All tags that are not explicitly allowed via invocation of one of the addPreserve... methods will be missing in the result of the method stripHtml(String).

Instances are reusable but not shareable (multithreading). If configuration should be changed between subsequent invocations of stripHtml(String) method reset() has to be called.

Since:
6.9.2
  • Constructor Details

    • CmsHtmlStripper

      public CmsHtmlStripper()
      Default constructor that turns echo on and uses the settings for replacing tags.

    • CmsHtmlStripper

      public CmsHtmlStripper(boolean useTidy)
      Creates an instance with control whether tidy is used.

      Parameters:
      useTidy - if true tidy will be used
  • Method Details

    • addPreserveTag

      public boolean addPreserveTag(String tagName)
      Adds a tag that will be preserved by stripHtml(String).

      Parameters:
      tagName - the name of the tag to keep (case insensitive)
      Returns:
      true if the tagName was added correctly to the internal engine
    • addPreserveTagList

      public void addPreserveTagList(List<String> preserveTags)
      Convenience method for adding several tags to preserve.

      Parameters:
      preserveTags - a List<String> with the case-insensitive tag names of the tags to preserve
      See Also:
    • addPreserveTags

      public void addPreserveTags(String tagList, char separator)
      Convenience method for adding several tags to preserve in form of a delimiter-separated String.

      The String will be CmsStringUtil.splitAsList(String, char, boolean) with tagList as the first argument, separator as the second argument and the third argument set to true (trimming - support).

      Parameters:
      tagList - a delimiter-separated String with case-insensitive tag names to preserve by stripHtml(String)
      separator - the delimiter that separates tag names in the tagList argument
      See Also:
    • reset

      public void reset()
      Resets the configuration of the tags to preserve.

      This is called from the constructor and only has to be called if this instance is reused with a differen configuration (of tags to keep).

    • stripHtml

      public String stripHtml(String html) throws org.htmlparser.util.ParserException
      Extracts the text from the given html content, assuming the given html encoding.

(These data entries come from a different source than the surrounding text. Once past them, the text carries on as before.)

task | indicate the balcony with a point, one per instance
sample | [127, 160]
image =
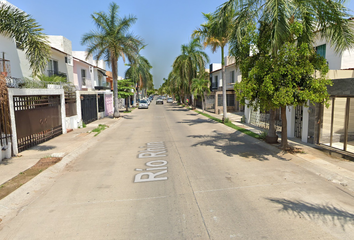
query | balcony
[57, 73]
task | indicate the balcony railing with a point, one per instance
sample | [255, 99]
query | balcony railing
[56, 73]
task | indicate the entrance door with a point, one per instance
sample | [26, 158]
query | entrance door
[298, 121]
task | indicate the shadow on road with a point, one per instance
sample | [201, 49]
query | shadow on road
[235, 144]
[43, 147]
[191, 122]
[324, 213]
[127, 117]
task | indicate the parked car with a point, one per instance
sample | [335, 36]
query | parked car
[159, 101]
[143, 104]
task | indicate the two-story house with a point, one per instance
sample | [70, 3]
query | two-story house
[232, 74]
[89, 74]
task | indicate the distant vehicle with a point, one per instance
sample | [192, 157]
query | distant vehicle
[159, 101]
[148, 100]
[143, 104]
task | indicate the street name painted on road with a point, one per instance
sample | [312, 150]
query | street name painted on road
[153, 150]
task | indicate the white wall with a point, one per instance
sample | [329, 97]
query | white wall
[348, 59]
[334, 59]
[33, 92]
[8, 46]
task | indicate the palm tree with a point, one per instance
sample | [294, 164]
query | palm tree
[216, 32]
[18, 25]
[200, 86]
[328, 19]
[111, 40]
[190, 62]
[139, 73]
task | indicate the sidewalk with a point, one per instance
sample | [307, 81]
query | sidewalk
[336, 170]
[56, 147]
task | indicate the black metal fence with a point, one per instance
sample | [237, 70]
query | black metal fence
[38, 119]
[88, 107]
[5, 121]
[100, 102]
[70, 104]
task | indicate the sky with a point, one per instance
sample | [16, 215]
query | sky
[164, 25]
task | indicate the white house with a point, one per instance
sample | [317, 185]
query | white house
[89, 74]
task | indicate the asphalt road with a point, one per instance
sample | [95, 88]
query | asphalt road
[168, 173]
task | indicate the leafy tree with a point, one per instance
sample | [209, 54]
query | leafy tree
[283, 80]
[327, 19]
[139, 72]
[216, 32]
[200, 86]
[125, 90]
[16, 24]
[191, 61]
[112, 40]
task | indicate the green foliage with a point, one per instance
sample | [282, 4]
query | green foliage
[52, 79]
[125, 88]
[151, 91]
[100, 128]
[187, 66]
[229, 124]
[285, 79]
[20, 26]
[112, 40]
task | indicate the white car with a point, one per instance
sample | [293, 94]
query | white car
[143, 104]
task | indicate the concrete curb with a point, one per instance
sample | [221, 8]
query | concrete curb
[22, 197]
[318, 166]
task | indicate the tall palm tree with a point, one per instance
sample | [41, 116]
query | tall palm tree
[200, 86]
[190, 62]
[216, 32]
[112, 40]
[327, 19]
[139, 72]
[18, 25]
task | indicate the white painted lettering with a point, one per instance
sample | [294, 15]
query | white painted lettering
[152, 163]
[151, 154]
[150, 177]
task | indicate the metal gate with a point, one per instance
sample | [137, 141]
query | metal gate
[100, 102]
[38, 119]
[298, 121]
[5, 121]
[88, 108]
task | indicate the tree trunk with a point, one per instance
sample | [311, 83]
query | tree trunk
[127, 104]
[115, 87]
[204, 101]
[284, 129]
[272, 136]
[192, 101]
[134, 100]
[224, 104]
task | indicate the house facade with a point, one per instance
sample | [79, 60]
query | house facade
[88, 73]
[214, 102]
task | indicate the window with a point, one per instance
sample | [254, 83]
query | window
[100, 79]
[220, 100]
[83, 77]
[321, 50]
[68, 60]
[232, 77]
[53, 67]
[230, 100]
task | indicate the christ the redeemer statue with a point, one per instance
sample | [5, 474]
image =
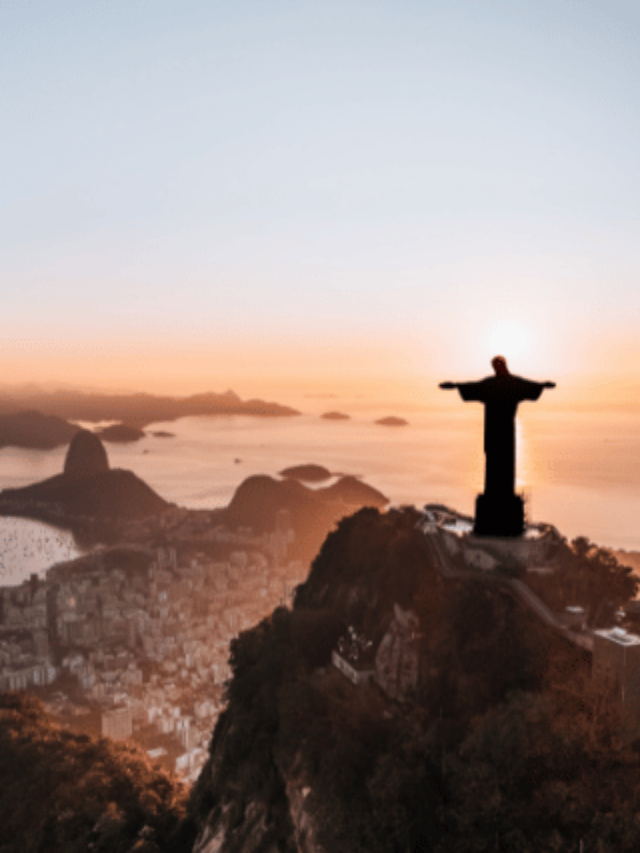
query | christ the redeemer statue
[499, 511]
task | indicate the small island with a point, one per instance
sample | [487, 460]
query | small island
[392, 421]
[120, 433]
[307, 473]
[335, 416]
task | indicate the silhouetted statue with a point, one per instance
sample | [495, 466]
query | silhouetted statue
[499, 511]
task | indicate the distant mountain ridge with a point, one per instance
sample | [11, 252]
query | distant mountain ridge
[89, 487]
[136, 410]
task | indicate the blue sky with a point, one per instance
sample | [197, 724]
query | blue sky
[299, 189]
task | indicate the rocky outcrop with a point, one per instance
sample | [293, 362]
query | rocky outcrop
[86, 455]
[398, 657]
[310, 473]
[305, 761]
[121, 433]
[392, 421]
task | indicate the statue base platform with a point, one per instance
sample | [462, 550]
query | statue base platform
[499, 516]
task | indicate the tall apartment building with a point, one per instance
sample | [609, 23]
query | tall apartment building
[617, 653]
[117, 723]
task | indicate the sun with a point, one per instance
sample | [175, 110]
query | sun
[510, 339]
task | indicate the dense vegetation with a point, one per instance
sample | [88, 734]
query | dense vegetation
[587, 576]
[68, 793]
[507, 744]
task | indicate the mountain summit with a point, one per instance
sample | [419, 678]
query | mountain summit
[86, 455]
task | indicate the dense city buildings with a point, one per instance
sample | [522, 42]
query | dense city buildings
[135, 642]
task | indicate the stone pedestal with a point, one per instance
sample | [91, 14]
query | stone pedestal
[499, 515]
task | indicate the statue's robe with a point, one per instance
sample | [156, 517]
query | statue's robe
[500, 395]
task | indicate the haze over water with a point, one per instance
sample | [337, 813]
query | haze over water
[579, 472]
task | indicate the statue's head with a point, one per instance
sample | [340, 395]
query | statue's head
[499, 364]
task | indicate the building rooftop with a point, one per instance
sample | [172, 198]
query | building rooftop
[619, 635]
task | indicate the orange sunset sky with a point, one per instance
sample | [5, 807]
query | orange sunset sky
[340, 197]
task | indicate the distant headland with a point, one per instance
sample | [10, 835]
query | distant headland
[392, 421]
[335, 416]
[42, 420]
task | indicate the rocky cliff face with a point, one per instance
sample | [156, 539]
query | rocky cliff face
[304, 760]
[86, 455]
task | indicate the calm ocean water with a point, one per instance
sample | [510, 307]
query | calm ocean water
[579, 472]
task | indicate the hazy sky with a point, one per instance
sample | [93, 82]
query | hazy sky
[197, 194]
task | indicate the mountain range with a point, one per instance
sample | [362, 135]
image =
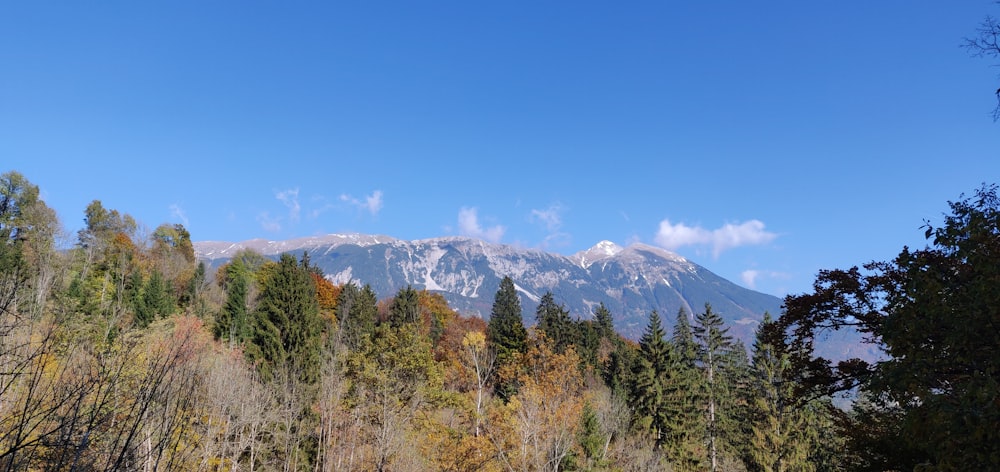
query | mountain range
[631, 281]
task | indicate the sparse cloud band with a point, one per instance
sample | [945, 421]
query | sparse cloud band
[468, 225]
[749, 233]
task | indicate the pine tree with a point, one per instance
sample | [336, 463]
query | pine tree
[356, 310]
[554, 320]
[714, 345]
[156, 298]
[506, 332]
[604, 321]
[232, 322]
[405, 307]
[651, 375]
[684, 398]
[288, 309]
[779, 436]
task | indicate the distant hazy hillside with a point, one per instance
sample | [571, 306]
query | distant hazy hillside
[630, 281]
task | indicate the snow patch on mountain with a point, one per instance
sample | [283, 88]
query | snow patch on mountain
[599, 252]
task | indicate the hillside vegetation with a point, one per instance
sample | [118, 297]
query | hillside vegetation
[122, 353]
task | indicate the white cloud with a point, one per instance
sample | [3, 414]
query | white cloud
[749, 278]
[177, 212]
[269, 223]
[290, 198]
[468, 225]
[551, 217]
[673, 236]
[372, 203]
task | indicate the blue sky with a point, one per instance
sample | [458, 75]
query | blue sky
[762, 140]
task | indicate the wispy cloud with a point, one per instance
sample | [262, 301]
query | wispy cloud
[372, 203]
[177, 212]
[751, 276]
[551, 219]
[749, 233]
[290, 198]
[268, 222]
[468, 225]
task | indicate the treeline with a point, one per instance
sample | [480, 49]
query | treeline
[122, 353]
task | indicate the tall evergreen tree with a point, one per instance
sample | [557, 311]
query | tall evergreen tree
[405, 308]
[232, 322]
[650, 377]
[506, 332]
[356, 311]
[779, 440]
[156, 296]
[288, 327]
[554, 320]
[684, 398]
[604, 321]
[714, 345]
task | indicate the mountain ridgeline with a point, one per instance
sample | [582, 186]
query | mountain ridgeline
[630, 281]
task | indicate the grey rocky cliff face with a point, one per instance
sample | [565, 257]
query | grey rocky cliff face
[631, 281]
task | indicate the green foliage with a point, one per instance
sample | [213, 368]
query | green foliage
[930, 310]
[603, 320]
[405, 308]
[287, 325]
[155, 300]
[651, 375]
[780, 432]
[232, 322]
[356, 312]
[554, 320]
[685, 399]
[505, 331]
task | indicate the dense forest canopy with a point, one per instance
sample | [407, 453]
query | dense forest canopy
[122, 353]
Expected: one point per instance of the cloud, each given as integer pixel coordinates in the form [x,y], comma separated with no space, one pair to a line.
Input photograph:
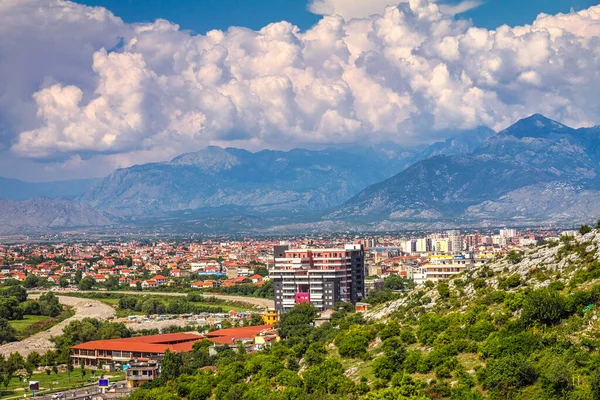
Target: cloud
[349,9]
[400,75]
[463,7]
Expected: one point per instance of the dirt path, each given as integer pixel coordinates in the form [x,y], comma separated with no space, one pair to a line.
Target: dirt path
[41,343]
[255,301]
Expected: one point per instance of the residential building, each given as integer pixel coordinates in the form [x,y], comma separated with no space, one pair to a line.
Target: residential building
[373,284]
[139,373]
[322,277]
[454,242]
[441,267]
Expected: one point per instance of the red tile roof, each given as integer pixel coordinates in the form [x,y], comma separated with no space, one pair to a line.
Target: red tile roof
[230,336]
[180,342]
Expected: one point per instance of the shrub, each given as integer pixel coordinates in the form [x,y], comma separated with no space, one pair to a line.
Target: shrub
[510,282]
[543,306]
[505,376]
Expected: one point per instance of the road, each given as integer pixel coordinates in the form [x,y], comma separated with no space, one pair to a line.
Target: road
[91,391]
[255,301]
[41,343]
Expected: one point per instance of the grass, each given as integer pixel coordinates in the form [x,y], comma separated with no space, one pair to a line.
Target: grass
[32,324]
[120,313]
[55,382]
[21,324]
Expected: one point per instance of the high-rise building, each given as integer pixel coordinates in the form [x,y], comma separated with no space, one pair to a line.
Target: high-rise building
[454,242]
[409,246]
[423,245]
[441,267]
[322,277]
[508,233]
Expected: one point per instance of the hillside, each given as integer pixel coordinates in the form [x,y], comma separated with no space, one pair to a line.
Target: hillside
[15,189]
[40,215]
[518,166]
[524,326]
[267,181]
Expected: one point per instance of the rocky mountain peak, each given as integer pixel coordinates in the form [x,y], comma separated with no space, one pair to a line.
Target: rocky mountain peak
[536,126]
[211,158]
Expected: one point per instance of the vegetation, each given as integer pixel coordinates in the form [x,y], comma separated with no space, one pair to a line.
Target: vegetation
[500,331]
[21,317]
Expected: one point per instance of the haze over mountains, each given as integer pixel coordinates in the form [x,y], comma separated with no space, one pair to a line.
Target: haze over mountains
[536,171]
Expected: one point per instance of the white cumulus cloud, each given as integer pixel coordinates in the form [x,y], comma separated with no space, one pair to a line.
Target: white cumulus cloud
[79,83]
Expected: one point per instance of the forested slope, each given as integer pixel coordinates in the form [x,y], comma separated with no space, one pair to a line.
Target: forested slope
[522,327]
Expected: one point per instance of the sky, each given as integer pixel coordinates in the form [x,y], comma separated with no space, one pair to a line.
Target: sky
[201,16]
[89,87]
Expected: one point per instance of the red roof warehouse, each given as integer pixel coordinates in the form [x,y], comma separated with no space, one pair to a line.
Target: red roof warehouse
[146,347]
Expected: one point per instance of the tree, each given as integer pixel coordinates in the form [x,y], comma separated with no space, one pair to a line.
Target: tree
[261,270]
[443,290]
[7,332]
[505,376]
[557,377]
[112,282]
[34,358]
[315,354]
[63,282]
[87,283]
[544,306]
[69,368]
[31,281]
[297,322]
[78,276]
[595,384]
[172,364]
[16,291]
[396,282]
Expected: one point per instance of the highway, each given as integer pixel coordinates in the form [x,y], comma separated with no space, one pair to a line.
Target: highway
[89,392]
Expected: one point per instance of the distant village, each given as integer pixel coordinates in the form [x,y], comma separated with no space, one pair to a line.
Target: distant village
[231,265]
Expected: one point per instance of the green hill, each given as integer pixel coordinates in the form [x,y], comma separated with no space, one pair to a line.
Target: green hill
[524,326]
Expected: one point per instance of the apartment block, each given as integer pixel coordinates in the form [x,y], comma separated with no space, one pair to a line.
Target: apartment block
[441,267]
[322,277]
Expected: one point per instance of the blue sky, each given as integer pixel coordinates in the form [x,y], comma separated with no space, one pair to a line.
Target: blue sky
[203,15]
[70,109]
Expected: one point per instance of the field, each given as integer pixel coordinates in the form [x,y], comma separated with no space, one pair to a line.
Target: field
[55,382]
[112,299]
[21,324]
[32,324]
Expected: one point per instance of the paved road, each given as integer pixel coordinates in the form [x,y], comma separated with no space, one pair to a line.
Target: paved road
[255,301]
[90,392]
[41,343]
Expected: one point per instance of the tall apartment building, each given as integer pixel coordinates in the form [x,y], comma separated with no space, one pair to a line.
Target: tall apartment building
[508,233]
[322,277]
[441,267]
[454,242]
[423,245]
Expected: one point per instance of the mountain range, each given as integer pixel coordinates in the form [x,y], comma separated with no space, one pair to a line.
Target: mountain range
[536,171]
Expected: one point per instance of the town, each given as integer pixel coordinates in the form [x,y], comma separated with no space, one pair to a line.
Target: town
[174,296]
[243,266]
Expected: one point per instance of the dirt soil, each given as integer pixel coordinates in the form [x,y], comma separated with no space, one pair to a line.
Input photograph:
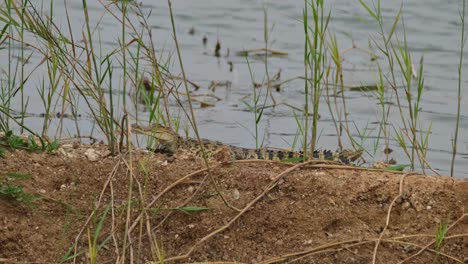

      Additionally tags are replaced / removed according to the configuration of this instance.

      Please note:

      There are static process methods in the superclass that will not do the replacements / removals. Don't mix them up with this method.

      Parameters:
      html - the content to extract the plain text from.
      Returns:
      the text extracted from the given html content.
      Throws:
      org.htmlparser.util.ParserException - if something goes wrong.